Comprendre le propos du Coran quant à son approche du problème nécessite de tenir compte de la situation religieuse complexe de l’Arabie du VIIe siècle. La péninsule arabique était loin d’être un désert religieux et, en dehors du polythéisme présent dans le Hedjaz, du christianisme monophysite de Najran et du judaïsme yéménite, faits bien connus, l’éloignement d’avec les grands empires religieux avait attiré de très nombreux courants chrétiens “hérétiques” fuyant les persécutions. C’est ainsi qu’en Arabie cohabitaient à cette époque une pléiade de mouvements chrétiens ayant gagné à leurs causes des tribus arabes, quoique le plus souvent de façon superficielle.
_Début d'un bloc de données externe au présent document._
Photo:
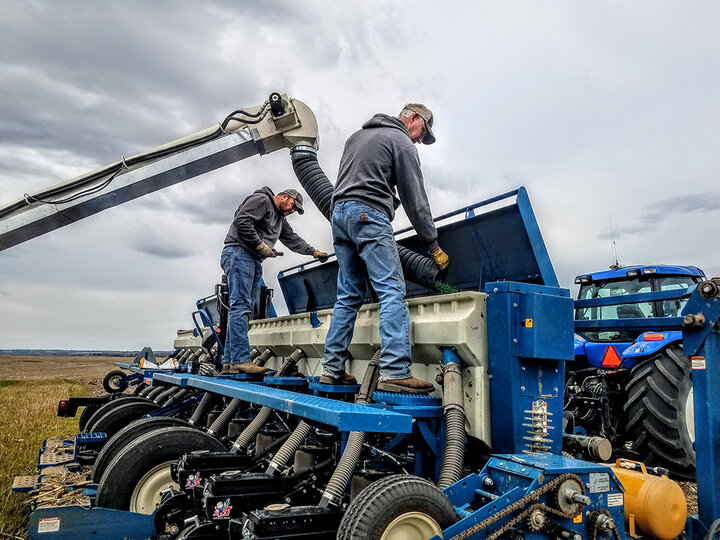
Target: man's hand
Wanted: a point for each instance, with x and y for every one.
(440, 258)
(266, 251)
(321, 255)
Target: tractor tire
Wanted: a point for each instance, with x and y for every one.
(119, 417)
(659, 412)
(135, 478)
(399, 506)
(125, 436)
(110, 405)
(114, 382)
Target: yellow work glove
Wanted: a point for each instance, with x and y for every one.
(266, 251)
(440, 258)
(320, 255)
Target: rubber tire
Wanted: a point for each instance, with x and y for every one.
(110, 405)
(125, 436)
(112, 384)
(657, 395)
(88, 412)
(381, 502)
(137, 458)
(119, 417)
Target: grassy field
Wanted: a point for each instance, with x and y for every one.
(30, 388)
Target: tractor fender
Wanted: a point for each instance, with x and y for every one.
(641, 348)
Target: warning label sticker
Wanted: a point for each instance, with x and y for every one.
(599, 482)
(49, 525)
(698, 362)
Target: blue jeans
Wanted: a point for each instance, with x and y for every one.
(243, 273)
(365, 246)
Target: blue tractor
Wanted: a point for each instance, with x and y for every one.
(630, 382)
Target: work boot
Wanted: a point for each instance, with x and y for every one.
(411, 385)
(346, 378)
(248, 368)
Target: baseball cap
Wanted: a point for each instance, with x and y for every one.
(297, 197)
(426, 115)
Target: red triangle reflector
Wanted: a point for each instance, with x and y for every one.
(611, 358)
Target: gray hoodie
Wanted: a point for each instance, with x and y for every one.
(257, 220)
(379, 159)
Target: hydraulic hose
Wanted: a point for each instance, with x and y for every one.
(454, 412)
(287, 451)
(416, 267)
(335, 490)
(225, 416)
(201, 409)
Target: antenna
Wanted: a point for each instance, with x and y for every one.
(616, 265)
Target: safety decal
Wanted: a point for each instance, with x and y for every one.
(222, 509)
(598, 482)
(698, 362)
(194, 480)
(49, 525)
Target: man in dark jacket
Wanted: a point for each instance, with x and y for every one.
(259, 222)
(378, 160)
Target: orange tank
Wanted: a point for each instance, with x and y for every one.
(655, 505)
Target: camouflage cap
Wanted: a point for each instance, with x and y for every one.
(427, 116)
(297, 197)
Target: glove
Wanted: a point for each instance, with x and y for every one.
(440, 258)
(266, 251)
(321, 255)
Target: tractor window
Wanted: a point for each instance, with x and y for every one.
(673, 308)
(605, 289)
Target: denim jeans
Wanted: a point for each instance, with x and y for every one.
(365, 246)
(243, 273)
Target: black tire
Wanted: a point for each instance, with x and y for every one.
(87, 413)
(125, 436)
(157, 449)
(401, 501)
(659, 410)
(119, 417)
(115, 382)
(110, 405)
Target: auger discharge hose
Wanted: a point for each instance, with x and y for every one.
(253, 428)
(416, 267)
(335, 490)
(453, 459)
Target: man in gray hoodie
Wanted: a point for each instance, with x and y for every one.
(379, 170)
(259, 222)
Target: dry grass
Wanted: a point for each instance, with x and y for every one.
(28, 417)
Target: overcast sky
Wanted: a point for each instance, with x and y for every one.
(605, 112)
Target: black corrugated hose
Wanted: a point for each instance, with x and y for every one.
(335, 490)
(454, 452)
(416, 267)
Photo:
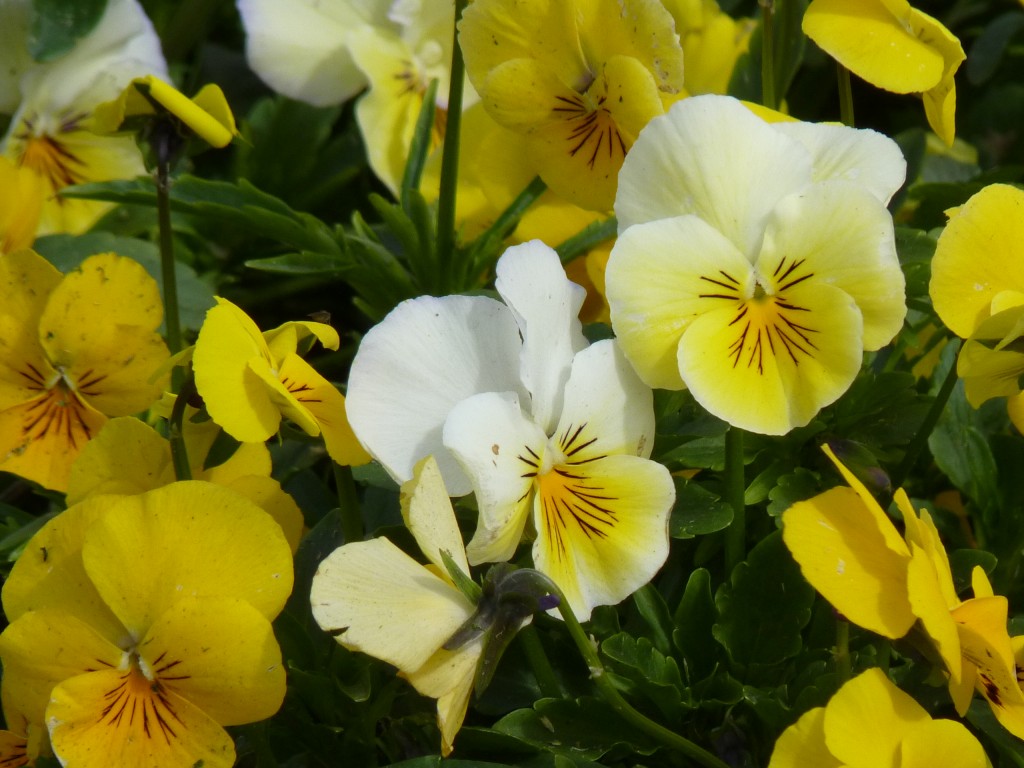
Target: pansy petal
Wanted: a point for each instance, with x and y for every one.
(220, 655)
(769, 367)
(501, 451)
(803, 743)
(941, 742)
(546, 306)
(977, 257)
(373, 597)
(448, 676)
(607, 409)
(187, 539)
(870, 704)
(838, 232)
(602, 528)
(705, 152)
(659, 276)
(452, 348)
(167, 730)
(847, 559)
(884, 50)
(428, 514)
(860, 156)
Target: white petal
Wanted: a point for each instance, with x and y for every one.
(858, 155)
(501, 450)
(546, 305)
(375, 598)
(299, 48)
(710, 156)
(416, 365)
(429, 516)
(605, 400)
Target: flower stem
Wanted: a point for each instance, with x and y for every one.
(735, 535)
(348, 504)
(450, 158)
(921, 438)
(768, 54)
(845, 95)
(539, 663)
(607, 689)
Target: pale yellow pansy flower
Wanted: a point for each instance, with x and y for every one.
(579, 78)
(894, 46)
(375, 598)
(850, 551)
(76, 349)
(759, 298)
(140, 626)
(53, 101)
(870, 723)
(251, 380)
(207, 114)
(552, 434)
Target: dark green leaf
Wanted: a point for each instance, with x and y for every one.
(764, 606)
(57, 25)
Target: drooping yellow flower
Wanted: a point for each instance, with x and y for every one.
(250, 380)
(871, 723)
(140, 626)
(579, 78)
(129, 457)
(759, 298)
(75, 350)
(977, 290)
(894, 46)
(53, 102)
(207, 114)
(376, 599)
(850, 551)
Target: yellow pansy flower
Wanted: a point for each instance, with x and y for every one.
(250, 380)
(579, 78)
(894, 46)
(850, 551)
(870, 723)
(759, 298)
(376, 599)
(140, 626)
(76, 349)
(977, 290)
(129, 457)
(53, 101)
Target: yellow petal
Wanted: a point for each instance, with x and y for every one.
(844, 555)
(976, 257)
(187, 539)
(142, 727)
(220, 655)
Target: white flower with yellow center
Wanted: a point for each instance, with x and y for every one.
(553, 435)
(755, 262)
La plupart du temps, leurs apports religieux et dogmatiques s’étaient en réalité superposés aux croyances arabes.[9] C’est donc le sujet de ces déviances trinitaires  hérétiques qu’en réalité le Coran aborde et non celui de la Trinité dite chalcédonienne qui lui fera l’objet d’un autre volet.[10]

Nous l’avons mentionné, l’Islam a versé au dossier cinq versets en les interprétant de manière univoque dans le sens d’une condamnation coranique de la Trinité chrétienne dans son ensemble. Or, l’approche historico-critique et l’analyse littérale permettent de comprendre ces versets avec plus de justesse. C’est ainsi que l’on peut y distinguer, non pas la critique globale de la Trinité, mais la condamnation des principales mouvances hérétiques d’Arabie : les trinités. Nous allons donc réexaminer et analyser chacun de ces versets sources. Dans un premier temps, deux versets doivent être exclus du champ de la discussion, car, contrairement à ce que l’Exégèse soutient,  il sont sans aucun rapport avec les trinités et/ou la Trinité, mais tous deux en lien avec le polythéisme :

I– Critiques du polythéisme

a- Condamnation du polythéisme : « Ils disent : « Dieu s’est adjoint progéniture. » Qu’Il soit transcendé ! Il Se suffit à Lui-même, à Lui ce qui est en les Cieux et sur Terre ! Auriez-vous la moindre autorité quant à cela ? Diriez-vous de Dieu ce dont vous n’avez aucune connaissance !  », S10.V68.[11]  L’analyse contextuelle est ici précieuse, elle permet en effet de déterminer le thème central, et même unique, de cette sourate : une longue controverse entre Muhammad et les polythéistes mecquois – exemple nominatif : v1 ; v18 ; v34, mais aussi pour les nombreuses occurrences du terme nâs/hommes/gens qui ici désigne logiquement Quraysh. Tout l’effort rhétorique et argumentatif porte alors sur leur refus de la mission prophétique de Muhammad et leur rejet du Coran en tant que révélation divine. En conséquence, notre verset ne peut être en lien avec un propos prêté à des chrétiens ! Par contre, il rejette au nom de la transcendance divine : « Qu’Il soit transcendé ! Il Se suffit à Lui-même » le fait que Dieu aurait pu s’attribuer des divinités de nature filiale : « Dieu s’est adjoint progéniture », croyance anthropomorphique de Quraysh et trait commun à bien des polythéismes. Notons que le terme walad est communément traduit par « enfant » ou fils au singulier puisque l’Exégèse veut voir ici une charge contre le “Fils de Dieu”. Mais, contextuellement, il représente logiquement un pluriel, or, en arabe, walad vaut autant pour le masculin que le féminin et le singulier que le pluriel d’où notre choix de l’équivalent grammatical français « progéniture ».[12] Au final, lorsque l’Exégèse fait des chrétiens les locuteurs de S10.V68 alors qu’il s’agit de polythéistes arabes, le déplacement de sens est manifeste.[13]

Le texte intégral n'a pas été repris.